Hello, excuse my english i am french and i speak to you via a google translator.
Here is my problem: a month ago I bought a cruze 2.0 diesel (163 hp) 2011, I hear a noise at the front "cloc cloc" when I ride on deformed roads, I checked the train Before, it is in good condition. 
Aurize you an idea of the problem? Thank you to all.


----------



## Robby (Mar 1, 2013)

Look for loose sway bar attachment links.....the plastic ends wear out and they transfer noise into the car.

Rob


----------



## banning (Apr 2, 2017)

Thanks, I'll look at that, thx !!


----------



## EricSmit (Dec 21, 2016)

À l'avenir, si vous avez des questions, vous pouvez publier dans votre langue maternelle française avec la traduction. Beaucoup d'entre nous parlent plus que l'anglais et sont heureux de vous aider.

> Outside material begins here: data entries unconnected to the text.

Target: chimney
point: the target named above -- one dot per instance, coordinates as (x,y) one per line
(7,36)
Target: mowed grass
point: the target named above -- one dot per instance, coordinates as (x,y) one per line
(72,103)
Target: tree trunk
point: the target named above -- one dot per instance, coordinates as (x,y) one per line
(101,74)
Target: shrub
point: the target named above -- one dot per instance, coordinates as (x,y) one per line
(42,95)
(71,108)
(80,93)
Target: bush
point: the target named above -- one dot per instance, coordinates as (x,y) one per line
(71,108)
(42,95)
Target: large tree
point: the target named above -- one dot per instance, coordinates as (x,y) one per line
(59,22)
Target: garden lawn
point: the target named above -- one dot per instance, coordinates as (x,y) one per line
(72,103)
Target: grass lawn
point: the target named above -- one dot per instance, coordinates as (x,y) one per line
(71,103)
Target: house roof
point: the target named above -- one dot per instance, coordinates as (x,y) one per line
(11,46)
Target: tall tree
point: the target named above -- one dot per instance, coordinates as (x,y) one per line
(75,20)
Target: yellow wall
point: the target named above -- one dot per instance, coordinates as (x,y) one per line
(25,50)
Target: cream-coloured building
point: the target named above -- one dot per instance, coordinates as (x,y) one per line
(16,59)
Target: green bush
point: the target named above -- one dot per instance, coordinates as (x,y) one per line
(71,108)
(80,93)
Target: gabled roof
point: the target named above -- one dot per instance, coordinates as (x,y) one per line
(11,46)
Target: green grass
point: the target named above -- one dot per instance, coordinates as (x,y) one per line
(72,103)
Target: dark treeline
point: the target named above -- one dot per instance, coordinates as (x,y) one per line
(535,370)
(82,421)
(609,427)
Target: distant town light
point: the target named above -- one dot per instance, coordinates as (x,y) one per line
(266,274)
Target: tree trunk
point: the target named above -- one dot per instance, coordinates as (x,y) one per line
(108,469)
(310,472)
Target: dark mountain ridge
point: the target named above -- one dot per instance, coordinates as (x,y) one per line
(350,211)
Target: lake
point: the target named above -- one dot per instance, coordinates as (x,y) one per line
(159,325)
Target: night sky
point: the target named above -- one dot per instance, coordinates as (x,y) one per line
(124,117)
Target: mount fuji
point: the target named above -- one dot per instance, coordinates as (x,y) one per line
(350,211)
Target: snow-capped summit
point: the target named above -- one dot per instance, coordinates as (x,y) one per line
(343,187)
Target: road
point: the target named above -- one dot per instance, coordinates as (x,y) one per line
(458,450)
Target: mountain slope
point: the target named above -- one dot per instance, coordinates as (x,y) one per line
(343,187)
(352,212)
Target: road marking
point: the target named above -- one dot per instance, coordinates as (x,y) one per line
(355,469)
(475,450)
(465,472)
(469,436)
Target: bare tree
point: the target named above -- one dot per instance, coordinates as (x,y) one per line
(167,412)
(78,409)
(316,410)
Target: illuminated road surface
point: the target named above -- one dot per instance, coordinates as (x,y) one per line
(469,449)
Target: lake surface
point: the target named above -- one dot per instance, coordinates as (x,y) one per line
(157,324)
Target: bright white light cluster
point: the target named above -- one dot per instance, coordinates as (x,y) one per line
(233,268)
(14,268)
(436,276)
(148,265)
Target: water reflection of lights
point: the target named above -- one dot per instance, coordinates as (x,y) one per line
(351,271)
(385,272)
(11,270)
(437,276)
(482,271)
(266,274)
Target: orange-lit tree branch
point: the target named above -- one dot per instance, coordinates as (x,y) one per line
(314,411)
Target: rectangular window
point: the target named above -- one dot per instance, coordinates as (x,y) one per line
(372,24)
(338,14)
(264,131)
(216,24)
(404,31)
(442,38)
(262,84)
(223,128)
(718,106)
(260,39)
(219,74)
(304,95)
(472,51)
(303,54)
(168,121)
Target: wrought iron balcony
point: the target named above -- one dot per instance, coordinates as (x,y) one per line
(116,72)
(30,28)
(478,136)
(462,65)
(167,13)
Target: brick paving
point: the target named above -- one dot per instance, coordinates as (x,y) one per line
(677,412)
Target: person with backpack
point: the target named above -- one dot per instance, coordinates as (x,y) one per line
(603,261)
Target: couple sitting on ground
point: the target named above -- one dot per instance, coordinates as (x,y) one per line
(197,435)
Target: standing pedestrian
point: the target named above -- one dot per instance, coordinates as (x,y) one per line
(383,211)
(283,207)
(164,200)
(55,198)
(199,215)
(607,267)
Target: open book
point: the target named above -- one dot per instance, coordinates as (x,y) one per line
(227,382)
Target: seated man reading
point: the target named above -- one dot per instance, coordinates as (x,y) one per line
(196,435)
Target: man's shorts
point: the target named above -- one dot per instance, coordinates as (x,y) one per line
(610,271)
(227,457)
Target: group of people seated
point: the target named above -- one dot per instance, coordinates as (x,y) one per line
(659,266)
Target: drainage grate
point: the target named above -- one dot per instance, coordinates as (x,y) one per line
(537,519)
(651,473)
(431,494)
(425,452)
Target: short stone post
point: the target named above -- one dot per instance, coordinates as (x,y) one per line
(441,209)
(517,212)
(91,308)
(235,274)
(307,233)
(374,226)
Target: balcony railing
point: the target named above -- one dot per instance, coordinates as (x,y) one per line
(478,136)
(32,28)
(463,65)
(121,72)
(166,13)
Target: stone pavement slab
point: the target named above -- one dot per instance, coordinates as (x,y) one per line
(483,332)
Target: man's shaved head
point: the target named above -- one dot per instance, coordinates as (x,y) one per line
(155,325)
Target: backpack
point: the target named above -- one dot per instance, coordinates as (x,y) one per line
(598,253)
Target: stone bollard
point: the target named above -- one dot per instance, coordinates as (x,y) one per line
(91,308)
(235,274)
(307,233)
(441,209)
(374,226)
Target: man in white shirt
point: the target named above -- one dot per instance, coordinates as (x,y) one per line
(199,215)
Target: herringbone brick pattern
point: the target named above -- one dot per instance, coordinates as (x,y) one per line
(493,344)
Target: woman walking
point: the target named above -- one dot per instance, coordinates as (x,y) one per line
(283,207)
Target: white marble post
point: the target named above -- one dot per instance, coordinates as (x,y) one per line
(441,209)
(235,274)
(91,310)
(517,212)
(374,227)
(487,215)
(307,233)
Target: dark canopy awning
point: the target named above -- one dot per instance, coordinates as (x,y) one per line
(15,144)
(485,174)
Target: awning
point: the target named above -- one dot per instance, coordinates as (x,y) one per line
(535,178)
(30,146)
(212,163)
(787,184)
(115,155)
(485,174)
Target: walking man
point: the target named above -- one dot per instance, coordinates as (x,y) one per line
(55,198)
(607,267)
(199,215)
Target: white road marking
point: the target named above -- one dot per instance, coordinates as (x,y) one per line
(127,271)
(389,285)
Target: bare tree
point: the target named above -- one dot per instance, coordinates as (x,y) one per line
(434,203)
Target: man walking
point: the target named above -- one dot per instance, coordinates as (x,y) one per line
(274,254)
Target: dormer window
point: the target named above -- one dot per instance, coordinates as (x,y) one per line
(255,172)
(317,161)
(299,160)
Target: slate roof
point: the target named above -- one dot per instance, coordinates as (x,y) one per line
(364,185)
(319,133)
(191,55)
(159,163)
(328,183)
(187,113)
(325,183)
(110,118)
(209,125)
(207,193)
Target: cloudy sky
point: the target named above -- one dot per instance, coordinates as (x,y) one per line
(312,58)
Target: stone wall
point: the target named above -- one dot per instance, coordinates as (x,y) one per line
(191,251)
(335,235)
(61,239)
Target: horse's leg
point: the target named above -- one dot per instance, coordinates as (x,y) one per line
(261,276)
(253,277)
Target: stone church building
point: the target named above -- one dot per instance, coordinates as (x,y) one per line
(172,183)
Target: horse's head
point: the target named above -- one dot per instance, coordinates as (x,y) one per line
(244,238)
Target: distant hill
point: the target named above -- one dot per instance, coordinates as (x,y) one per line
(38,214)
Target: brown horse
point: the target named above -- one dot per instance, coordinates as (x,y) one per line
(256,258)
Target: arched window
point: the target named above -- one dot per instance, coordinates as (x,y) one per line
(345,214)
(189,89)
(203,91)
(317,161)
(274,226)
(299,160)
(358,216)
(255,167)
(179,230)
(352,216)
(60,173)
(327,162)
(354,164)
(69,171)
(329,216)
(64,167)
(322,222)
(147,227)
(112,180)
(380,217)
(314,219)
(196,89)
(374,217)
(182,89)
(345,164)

In the future if you have questions, you're welcome to post in your native French along with the translation. Quite a few of us speak more than just English and are happy to help.


----------



## banning (Apr 2, 2017)

... ok, merci.


----------



## EricSmit (Dec 21, 2016)

And welcome!


----------



## ChevyCanuck (Sep 27, 2016)

EricSmit said:


> À l'avenir, si vous avez des questions, vous pouvez publier dans votre langue maternelle française avec la traduction. Beaucoup d'entre nous parlent plus que l'anglais et sont heureux de vous aider.
> 
> In the future if you have questions, you're welcome to post in your native French along with the translation. Quite a few of us speak more than just English and are happy to help.


Holy crap. Votre francais est magnifique. Is there anything you are not good at? :bowing:


----------